Unterm Strich sieht das Institut der deutschen Wirtschaft Köln (IW) für 2012 zwar eine deutlich nachlassende Dynamik und eine „gestiegene Rezessionsgefahr, aber noch keine Rezession“. Die Forscher sagen einen Anstieg des Bruttoinlandsproduktes um ein Prozent voraus.

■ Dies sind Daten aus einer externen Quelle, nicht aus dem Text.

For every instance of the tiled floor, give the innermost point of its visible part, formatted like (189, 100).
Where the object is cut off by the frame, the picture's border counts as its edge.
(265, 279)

Die Firmen blicken wegen der erwarteten Konjunkturflaute deutlich pessimistischer auf das Exportgeschäft und geben sich per Saldo zurückhaltender bei ihren Investitionen. Der Arbeitsmarkt dürfte nach IW-Schätzung aber glimpflich davonkommen. Denn fast jeder vierte Betrieb plane für 2012, sein Personal aufzustocken, nur jedes siebte Unternehmen rechne mit Stellenabbau.

Verunsicherung an den Kapitalmärkten

An den Kapitalmärkten waren zuletzt nicht nur die Zinsen von Italien und Spanien, die wegen ihrer Fehlentwicklungen schon länger im Visier der Märkte sind, gestiegen. Auch Frankreichs Aufschlag bei zehnjährigen Anleihen gegenüber deutschen Bundesanleihen erreichte mit fast zwei Prozentpunkten in der vergangenen Woche den höchsten Stand seit Bestehen der Währungsunion. Auch von Österreich und den bisher als grundsolide betrachteten Euro-Staaten Niederlande und Finnland verlangten die Investoren höhere Risikoprämien.

Die Ratingagentur Moody's warnte unterdessen erneut, Frankreich könnte die Bestnote „AAA“ verlieren. Die Kreditwürdigkeit des Landes könne sich verschlechtern, wenn es dauerhaft höhere Zinsen für seine Anleihen zahlen, während sich die Wachstumsaussichten gleichzeitig eintrüben. Moody's hatte bereits Mitte Oktober einen ähnlichen Warnschuss abgegeben, Frankreich bisher aber noch nicht auf einen negativen Ausblick gesetzt, was einer tatsächlichen Herabstufung vorangehen würde.